What of Love?

In looking at my early writing to this point I point to the work of Langston Hughes for giving me great clarity as a writer. In Hughes work I found that a book, poem or quote can be as long as you want it to be. I gained the confidence and liberation that comes with doing what you love to do more than anything else on earth. Langston Hughes words and work shinned like the lone light in a desolate land. The freedom and hope that dripped off every word he wrote gave me hope and made me yearn to find such a freedom in my work. I laughingly joke that if I had a little Langston Hughes voice in my head he would say “just write what you feel son and if people enjoy that’s fine but, if not the sun will rise in the morning”.

I have written quotes, poems, comedy sketches, blogs and even started a book. I have written the funny, the witty, the dark, the reflective and the introspective. I have not written much about the conundrum that is love. I heard a pastor say that you better be sure that the person you love, loves you the way you love them. He told a story of an old man that died and left his wife to be a widow after man years of marriage. The wife wrote this long beautiful obituary that she took to the newspaper. While at the paper the wife was advised that she would be charged 50 cent per word to which she replied “I will have to revise this”. The wife returned with the new obituary and she was informed that the obituary had to be at least 7 words long. The final obituary read “Henry Brown died, 88 Oldsmobile for sale”. I think its safe to safe that was funny but, also a word to the wise.

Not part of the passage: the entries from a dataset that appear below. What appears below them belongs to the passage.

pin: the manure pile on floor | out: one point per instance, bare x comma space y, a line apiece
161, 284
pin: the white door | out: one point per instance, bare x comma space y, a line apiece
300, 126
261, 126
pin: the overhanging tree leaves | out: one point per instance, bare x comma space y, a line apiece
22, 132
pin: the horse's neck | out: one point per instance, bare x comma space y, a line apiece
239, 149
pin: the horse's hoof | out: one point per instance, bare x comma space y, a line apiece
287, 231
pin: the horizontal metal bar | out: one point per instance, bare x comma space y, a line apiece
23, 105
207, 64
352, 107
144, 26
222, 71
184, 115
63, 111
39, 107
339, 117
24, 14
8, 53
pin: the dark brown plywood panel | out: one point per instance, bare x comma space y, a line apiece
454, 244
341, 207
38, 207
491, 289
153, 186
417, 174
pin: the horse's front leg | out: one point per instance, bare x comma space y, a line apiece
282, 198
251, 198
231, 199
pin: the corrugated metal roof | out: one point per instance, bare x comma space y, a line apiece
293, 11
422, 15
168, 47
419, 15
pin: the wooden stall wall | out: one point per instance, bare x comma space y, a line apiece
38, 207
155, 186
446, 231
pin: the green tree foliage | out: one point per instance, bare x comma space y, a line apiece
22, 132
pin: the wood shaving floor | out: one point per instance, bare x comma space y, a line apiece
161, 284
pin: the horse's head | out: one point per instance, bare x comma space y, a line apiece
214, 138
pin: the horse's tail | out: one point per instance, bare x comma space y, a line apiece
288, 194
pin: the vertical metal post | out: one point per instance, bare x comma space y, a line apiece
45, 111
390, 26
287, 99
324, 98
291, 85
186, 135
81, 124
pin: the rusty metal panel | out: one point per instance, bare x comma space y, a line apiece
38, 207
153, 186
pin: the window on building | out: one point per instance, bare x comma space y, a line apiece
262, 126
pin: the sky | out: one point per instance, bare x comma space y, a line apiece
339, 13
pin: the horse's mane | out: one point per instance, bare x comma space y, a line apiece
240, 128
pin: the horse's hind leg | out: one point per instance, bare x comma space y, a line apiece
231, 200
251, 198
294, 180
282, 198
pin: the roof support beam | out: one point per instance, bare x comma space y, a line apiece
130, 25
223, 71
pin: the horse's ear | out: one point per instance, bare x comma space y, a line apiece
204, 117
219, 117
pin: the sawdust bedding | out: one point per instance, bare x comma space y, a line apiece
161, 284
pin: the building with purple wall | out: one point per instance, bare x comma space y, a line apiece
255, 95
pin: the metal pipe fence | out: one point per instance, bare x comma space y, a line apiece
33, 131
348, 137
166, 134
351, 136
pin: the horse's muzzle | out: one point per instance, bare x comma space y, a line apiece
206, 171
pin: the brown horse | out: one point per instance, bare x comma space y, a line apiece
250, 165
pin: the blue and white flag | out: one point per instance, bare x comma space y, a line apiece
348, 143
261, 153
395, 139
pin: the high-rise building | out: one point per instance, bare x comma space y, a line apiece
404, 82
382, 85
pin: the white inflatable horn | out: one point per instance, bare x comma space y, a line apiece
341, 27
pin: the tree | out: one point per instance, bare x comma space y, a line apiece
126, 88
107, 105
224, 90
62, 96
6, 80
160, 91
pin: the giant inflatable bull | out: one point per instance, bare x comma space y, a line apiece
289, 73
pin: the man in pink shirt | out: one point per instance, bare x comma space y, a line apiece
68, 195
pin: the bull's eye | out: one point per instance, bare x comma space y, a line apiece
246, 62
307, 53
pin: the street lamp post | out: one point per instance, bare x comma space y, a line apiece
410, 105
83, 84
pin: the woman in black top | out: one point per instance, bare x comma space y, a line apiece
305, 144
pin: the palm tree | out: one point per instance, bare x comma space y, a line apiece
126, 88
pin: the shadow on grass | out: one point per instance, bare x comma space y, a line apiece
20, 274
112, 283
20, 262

I think when we understand what love is we can understand what love is not. Love is not putting someone before god.  Love is not being unhappy. Love is not something that someone can explain to you in a paragraph. Love is not simple. Love is not something that you fall in or out of. I think the starting point of love is similar to faith in that it’s the substance of things hoped, the evidence of things not seen until you___. From the novice to the expert to the miserably married to the happily single I don’t think it’s ever too late to reassess how we look at love.

2 comments

  1. bren · November 6, 2015

    Well written little Langston. I must differ with you at the point of love is not simple. It is just that…simple. It’s Love.